Imagine you are building a robot that needs to navigate a busy city, fix a laptop, or sail a ship. The world is messy, unpredictable, and full of surprises. If your robot isn't prepared for these surprises (which the paper calls "uncertainties"), it might crash, break something, or get stuck.

The problem is that figuring out all the possible things that could go wrong is incredibly hard. It's like trying to list every single way a house could catch fire before you even build it. Usually, engineers have to guess based on their experience, which often misses hidden dangers.

This paper introduces a new tool called RoboULM to help solve this. Think of RoboULM as a super-smart, tireless assistant that helps engineers brainstorm every possible "what if" scenario before the robot is ever built.

Here is how it works, using simple analogies:

1. The "Master Checklist" (The Taxonomy)

First, the researchers created a giant, organized "Master Checklist" called UncerTax.

  • The Analogy: Imagine a mechanic's manual that doesn't just list car parts, but categorizes every possible thing that could go wrong: Is it a flat tire (hardware)? Is it a confusing map (software)? Is it a sudden rainstorm (environment)?
  • What it does: This checklist helps the robot's human engineers and the computer assistant speak the same language. It ensures they don't just think about "broken parts," but also about "confusing data" or "ethical issues."

2. The "Brainstorming Partner" (The LLM)

The tool uses a Large Language Model (LLM), which is like a very knowledgeable but sometimes chatty AI.

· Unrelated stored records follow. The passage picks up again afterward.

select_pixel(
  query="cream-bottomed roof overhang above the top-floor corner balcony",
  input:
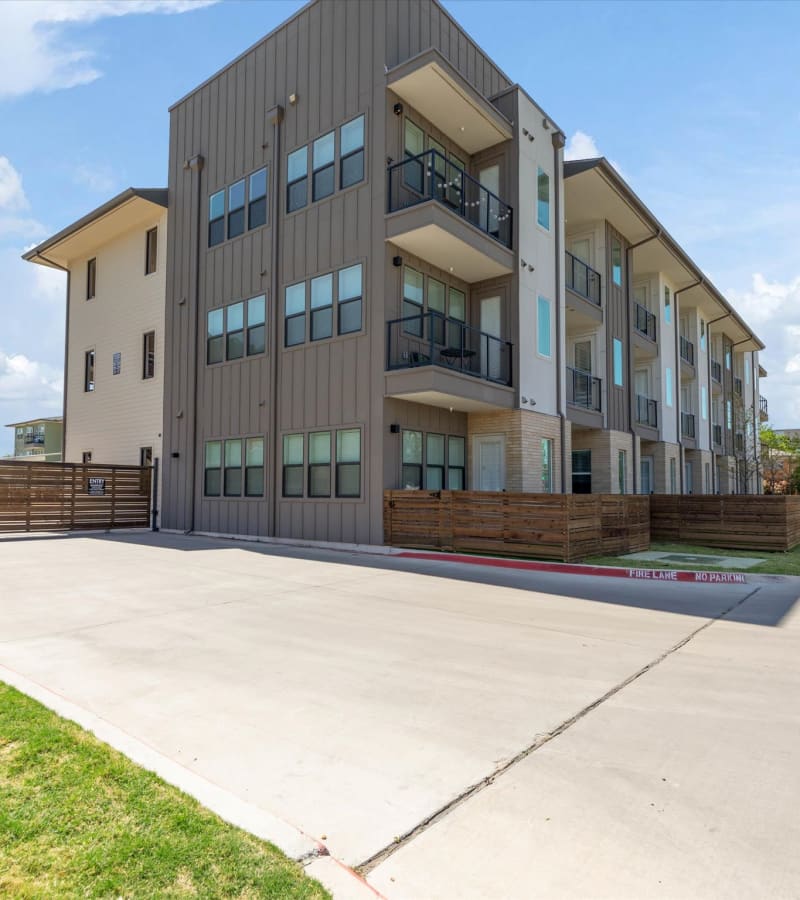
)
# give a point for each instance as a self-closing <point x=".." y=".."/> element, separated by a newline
<point x="434" y="88"/>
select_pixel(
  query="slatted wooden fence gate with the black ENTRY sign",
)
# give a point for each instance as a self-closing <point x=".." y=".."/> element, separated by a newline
<point x="69" y="497"/>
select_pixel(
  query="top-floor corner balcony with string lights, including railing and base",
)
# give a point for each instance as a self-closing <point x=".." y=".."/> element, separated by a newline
<point x="446" y="217"/>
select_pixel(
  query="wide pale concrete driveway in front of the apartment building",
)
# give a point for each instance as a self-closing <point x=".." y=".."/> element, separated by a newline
<point x="369" y="701"/>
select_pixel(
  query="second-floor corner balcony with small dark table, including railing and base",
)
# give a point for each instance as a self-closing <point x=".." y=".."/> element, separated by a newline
<point x="444" y="362"/>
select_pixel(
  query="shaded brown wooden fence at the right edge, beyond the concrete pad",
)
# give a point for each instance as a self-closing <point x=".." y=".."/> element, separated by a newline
<point x="735" y="521"/>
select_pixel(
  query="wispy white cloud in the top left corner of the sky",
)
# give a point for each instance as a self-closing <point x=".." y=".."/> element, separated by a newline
<point x="35" y="54"/>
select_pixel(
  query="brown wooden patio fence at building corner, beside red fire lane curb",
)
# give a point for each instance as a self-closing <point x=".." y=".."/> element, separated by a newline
<point x="564" y="527"/>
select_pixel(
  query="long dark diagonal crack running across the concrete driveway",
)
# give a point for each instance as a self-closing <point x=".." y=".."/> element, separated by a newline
<point x="365" y="867"/>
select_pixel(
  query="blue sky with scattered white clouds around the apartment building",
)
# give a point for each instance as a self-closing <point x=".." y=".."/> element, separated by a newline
<point x="695" y="102"/>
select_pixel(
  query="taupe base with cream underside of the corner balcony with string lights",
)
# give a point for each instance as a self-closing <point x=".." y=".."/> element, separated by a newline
<point x="432" y="232"/>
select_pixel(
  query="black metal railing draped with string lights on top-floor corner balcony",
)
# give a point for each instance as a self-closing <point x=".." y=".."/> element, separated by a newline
<point x="430" y="176"/>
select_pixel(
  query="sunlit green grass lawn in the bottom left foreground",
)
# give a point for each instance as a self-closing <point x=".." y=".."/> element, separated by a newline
<point x="78" y="819"/>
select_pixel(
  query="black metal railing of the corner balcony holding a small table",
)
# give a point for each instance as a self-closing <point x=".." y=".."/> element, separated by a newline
<point x="431" y="339"/>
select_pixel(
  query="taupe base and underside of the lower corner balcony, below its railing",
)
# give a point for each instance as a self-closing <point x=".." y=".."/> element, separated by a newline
<point x="448" y="389"/>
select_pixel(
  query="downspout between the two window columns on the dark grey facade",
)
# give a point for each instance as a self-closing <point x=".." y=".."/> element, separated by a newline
<point x="274" y="118"/>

  • The Analogy: Imagine you are trying to find a needle in a haystack. You ask a friend (the AI) to help. If you just say, "Find the needle," they might miss it. But if you give them a specific strategy, they get much better at it.
  • What it does: RoboULM doesn't just ask the AI to "guess." It gives the AI a specific set of instructions (prompts) based on the Master Checklist. It tells the AI: "Look at the robot's requirements, and tell me exactly where the risks are, using these 12 specific categories."

3. The "Human-in-the-Loop" (The Refinement)

This is the most important part. The AI isn't left alone to do the work; a human is always in the driver's seat.

  • The Analogy: Think of the AI as a junior intern who is eager but sometimes makes mistakes. You (the senior engineer) review their work.
    • Ranking: You give the intern a score. "You got the 'safety' part right (10/10), but your 'hardware' guess was weak (3/10). Try again."
    • Examples: You say, "Remember that time the robot slipped on a wet floor? Think about that when you guess the risks."
    • Checklist: You point to the Master Checklist and say, "You missed the 'environment' category. Go back and fill that in."
  • What it does: The tool lets the human engineer keep refining the AI's answers until they are perfect. It's a back-and-forth conversation, not a one-time command.

4. The Real-World Test

The researchers tested this tool with 16 real experts who work with four different types of robots:

  1. Autonomous Mobile Robots (like delivery bots in warehouses).
  2. Industrial Disassembly Robots (robots that take apart laptops).
  3. Collaborative Manufacturing Robots (robots working side-by-side with humans in factories).
  4. Autonomous Vessels (self-driving ships).

The Results:

  • The experts found the tool very useful and easy to understand.
  • They loved the structured prompts (the clear instructions given to the AI).
  • They found the iterative refinement (the ability to grade the AI and ask it to try again with examples) to be the most helpful part.
  • The experts felt that this tool helped them find risks they might have otherwise missed, making the robots safer before they ever hit the real world.

Summary

In short, RoboULM is a digital workshop where human engineers and a smart AI work together. The human provides the experience and the final judgment, while the AI acts as a powerful engine that scans through a massive "Master Checklist" to find potential dangers. By working together in a loop of asking, checking, and refining, they can build safer, more reliable robots that are ready for the unpredictable real world.